É uma faceta de uma máxima conhecida, segundo a qual os fortes devem amparar os fracos, não esmagá-los. Aquele que se encontra em condições de observar esse princípio, que transparece com toda a clareza das páginas do Velho e do Novo Testamento, não pode omitir-se, porque, assim agindo, estará perdendo uma excelente oportunidade de fazer algo em favor do semelhante e atender a uma das principais recomendações que Jesus nos legou: - Fazer aos outros o que quereríamos que os outros nos fizessem, isto é, fazer o bem e não o mal. E isso independentemente de ser o outro membro ou não de nossa família consanguínea, porque todos – é bom enfatizar: todos – somos irmãos.

Além da perda da oportunidade de ajudar, anos depois, com toda a certeza, o remorso decorrente de nossas omissões tornar-se-á inevitável, especialmente quando tivermos de regressar à pátria espiritual, onde cada um de nós terá de prestar contas do que fizemos com os talentos que Deus nos emprestou.
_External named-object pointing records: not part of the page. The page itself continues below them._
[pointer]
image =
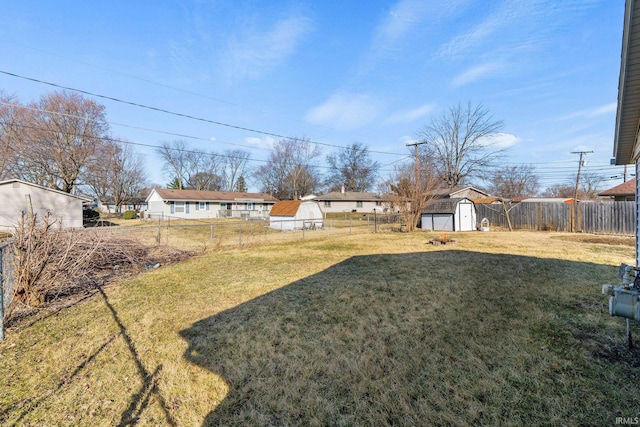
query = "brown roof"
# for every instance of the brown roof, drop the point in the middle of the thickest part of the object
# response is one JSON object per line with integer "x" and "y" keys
{"x": 201, "y": 195}
{"x": 627, "y": 188}
{"x": 285, "y": 208}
Quando chegamos ao berço, nada trazemos em termos materiais, nem mesmo o corpo físico que nossos pais cuidaram de nos oferecer ao acolher-nos nesta nova etapa evolutiva. E quando voltamos, também nada levamos, nem o corpo nem as vestes, nem o carro nem a casa, nem os investimentos nem as propriedades, fato que levou o notável pensador Pascal (Espírito) a escrever:

 

“O homem só possui em plena propriedade aquilo que lhe é dado levar deste mundo. Do que encontra ao chegar e deixa ao partir goza ele enquanto aqui permanece. Forçado, porém, que é a abandonar tudo isso, não tem das suas riquezas a propriedade real, mas, simplesmente, o usufruto. Que é então o que ele possui? Nada do que é de uso do corpo; tudo o que é de uso da alma: a inteligência, os conhecimentos, as qualidades morais. Isso o que ele traz e leva consigo, o que ninguém lhe pode arrebatar, o que lhe será de muito mais utilidade no outro mundo do que neste. Depende dele ser mais rico ao partir do que ao chegar, visto como, do que tiver adquirido em bem, resultará a sua posição futura.” (Pascal. Mensagem recebida em Genebra em 1860, publicada no cap. XVI, item 9, d´O Evangelho segundo o Espiritismo.) (1)

 

Em face de tão claro ensinamento, apegar-se aos bens e aos recursos financeiros de que dispomos, para calarmos ante as necessidades do próximo, é um equívoco que devemos lembrar sempre aos nossos irmãos, filhos, amigos e sobrinhos.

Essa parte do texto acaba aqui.